それで、2000人にインタビューして、政治家になりたいという子が、1人しかいなかったんですよ。それを当時の福島県知事・佐藤雄平さんに伝えたところ、「それは俺たちの不徳の致すところだな」とおっしゃっていました。そのくらい政治家というものが福島の復興とかけ離れた状況にある、と若者たちには見えてたんですね。

あとは、とある高校で取材をして帰るとき、男の子に「大和田さんの将来の夢は何ですか?」と聞かれて、「来年でラジオ福島を定年退職になるから、健康で長生きすることかな」と答えたら、その子がニヤっと笑って「大和田さん、将来の夢を語れない大人って、格好悪いですよ」と言ったんですよ。やられたなと思って……。だから私は今年の夢、来年の夢、5年後の夢を語れるように「あのオヤジ、夢を語ってていいな」と言われるようにしたいなと思います。

[写真②]
東京電力福島第二原発を大学生と視察。建屋内でインタビュー中(写真提供:大和田新さん)

――では、今の夢を教えてください。

一番は原発の廃炉を見届けたいということですね。あと40年……105歳になりますね(笑)。負の遺産を若者たちに押し付けて死にたくないので。あと40年経った後、「え? 全国一の長寿県って福島県なの? 原発事故があったからこそ、みんなが健康に関して考えるようになったんだね」「福島県に行くとガンが治っちゃうの? やっぱり放射能や放射線と身近だからこそ、医療が進んでいるんだね。じゃあ福島県に引っ越そうよ」みたいな。そういう福島県にしたいですね。
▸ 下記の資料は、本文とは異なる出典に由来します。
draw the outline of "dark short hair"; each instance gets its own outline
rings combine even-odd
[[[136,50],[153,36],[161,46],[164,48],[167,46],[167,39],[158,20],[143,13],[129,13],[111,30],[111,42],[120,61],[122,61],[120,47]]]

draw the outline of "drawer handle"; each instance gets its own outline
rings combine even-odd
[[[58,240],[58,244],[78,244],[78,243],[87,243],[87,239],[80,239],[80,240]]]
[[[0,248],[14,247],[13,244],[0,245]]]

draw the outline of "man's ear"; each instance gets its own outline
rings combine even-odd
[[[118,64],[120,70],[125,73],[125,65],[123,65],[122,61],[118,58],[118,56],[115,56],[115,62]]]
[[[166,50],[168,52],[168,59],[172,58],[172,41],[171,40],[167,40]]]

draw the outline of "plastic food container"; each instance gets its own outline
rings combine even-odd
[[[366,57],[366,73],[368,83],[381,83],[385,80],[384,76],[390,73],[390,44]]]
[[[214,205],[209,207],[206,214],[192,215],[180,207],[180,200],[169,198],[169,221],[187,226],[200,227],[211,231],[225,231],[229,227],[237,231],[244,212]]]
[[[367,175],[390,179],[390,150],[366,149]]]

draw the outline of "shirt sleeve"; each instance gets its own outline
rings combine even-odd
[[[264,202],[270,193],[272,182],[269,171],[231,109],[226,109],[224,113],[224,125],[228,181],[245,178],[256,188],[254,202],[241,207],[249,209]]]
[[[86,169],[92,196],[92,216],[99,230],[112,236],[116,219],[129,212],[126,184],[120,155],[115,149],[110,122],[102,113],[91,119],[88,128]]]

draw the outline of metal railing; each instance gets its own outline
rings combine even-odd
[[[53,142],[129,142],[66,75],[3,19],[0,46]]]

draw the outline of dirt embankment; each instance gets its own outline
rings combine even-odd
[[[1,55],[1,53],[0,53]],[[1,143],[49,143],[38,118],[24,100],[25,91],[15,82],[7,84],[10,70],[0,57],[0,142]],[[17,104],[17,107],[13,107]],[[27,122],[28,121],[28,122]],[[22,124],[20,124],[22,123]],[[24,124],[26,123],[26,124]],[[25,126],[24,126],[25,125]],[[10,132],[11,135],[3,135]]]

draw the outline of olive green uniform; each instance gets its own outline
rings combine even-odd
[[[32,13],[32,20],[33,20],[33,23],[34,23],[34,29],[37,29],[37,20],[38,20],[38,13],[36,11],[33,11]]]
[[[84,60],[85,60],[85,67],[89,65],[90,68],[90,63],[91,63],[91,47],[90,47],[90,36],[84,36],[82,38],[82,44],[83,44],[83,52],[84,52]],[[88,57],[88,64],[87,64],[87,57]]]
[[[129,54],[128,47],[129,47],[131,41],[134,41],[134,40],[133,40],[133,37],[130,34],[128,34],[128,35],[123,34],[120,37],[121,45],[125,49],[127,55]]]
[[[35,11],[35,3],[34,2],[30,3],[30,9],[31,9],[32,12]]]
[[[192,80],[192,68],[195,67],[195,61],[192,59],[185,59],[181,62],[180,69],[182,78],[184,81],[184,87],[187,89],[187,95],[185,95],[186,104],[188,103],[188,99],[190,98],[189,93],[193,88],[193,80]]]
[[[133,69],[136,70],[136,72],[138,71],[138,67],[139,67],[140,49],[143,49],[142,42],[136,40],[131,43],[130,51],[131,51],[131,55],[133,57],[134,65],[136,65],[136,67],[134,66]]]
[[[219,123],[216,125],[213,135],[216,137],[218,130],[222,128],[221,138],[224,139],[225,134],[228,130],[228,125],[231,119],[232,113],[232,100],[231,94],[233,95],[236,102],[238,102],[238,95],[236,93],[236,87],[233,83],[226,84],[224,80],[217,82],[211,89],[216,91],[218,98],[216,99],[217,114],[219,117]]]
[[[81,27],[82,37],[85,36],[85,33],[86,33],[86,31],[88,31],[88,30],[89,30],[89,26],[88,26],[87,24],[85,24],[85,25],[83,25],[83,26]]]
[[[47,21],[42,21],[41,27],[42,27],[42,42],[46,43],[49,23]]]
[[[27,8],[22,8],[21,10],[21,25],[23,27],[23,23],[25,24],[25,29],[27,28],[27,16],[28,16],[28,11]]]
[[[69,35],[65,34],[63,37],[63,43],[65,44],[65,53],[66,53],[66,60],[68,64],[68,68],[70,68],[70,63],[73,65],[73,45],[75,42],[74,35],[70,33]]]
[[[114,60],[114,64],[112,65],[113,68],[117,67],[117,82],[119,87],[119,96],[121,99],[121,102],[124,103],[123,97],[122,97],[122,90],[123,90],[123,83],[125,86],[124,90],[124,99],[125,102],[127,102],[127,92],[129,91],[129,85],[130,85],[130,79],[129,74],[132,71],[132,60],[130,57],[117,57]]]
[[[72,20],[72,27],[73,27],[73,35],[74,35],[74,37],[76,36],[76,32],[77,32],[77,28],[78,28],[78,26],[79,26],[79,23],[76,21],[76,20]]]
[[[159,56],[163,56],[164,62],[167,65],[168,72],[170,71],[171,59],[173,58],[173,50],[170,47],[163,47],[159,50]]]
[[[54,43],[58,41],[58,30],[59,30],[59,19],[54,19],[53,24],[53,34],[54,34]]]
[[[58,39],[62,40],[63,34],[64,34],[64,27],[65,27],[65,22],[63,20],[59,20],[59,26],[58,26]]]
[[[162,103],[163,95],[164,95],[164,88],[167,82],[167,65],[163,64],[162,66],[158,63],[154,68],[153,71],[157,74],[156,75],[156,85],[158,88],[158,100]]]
――当時、津波があった地域では、物理的な『復旧』は進んでいるように見えますが……。

今、その『復旧』という言葉を使っていただきまして、本当にありがとうございます。その通りなんです。道路が直った、堤防ができた、新しく学校ができた、医療施設ができたというのは『復興』ではなく、『復旧』なんですね。『復興』というのは、一人ひとりの心が前を向いて一歩進むこと。特にご家族を亡くされてつらい思いをしている方が、「亡くなった家族の分も一歩進もう!」となったとき、本当の意味での『復興』だと思っていますし、これは福島県も宮城県も岩手県も同じだと思います。

◆これからを生きる人へメッセージ

――最後に、大和田さんが今を生きている皆さんに伝えたいことを教えてください。

この10年を振り返って、いろんなことを教えていただきました。本当に感謝しています。震災なんてね、なかったら良かったんです。でもね、あったんですよね。そして、その後に、取材を通していろいろとご指導いただいた、ご遺族の皆さんに心から感謝するとともに、一番教えていただいたのは命の大切さでした。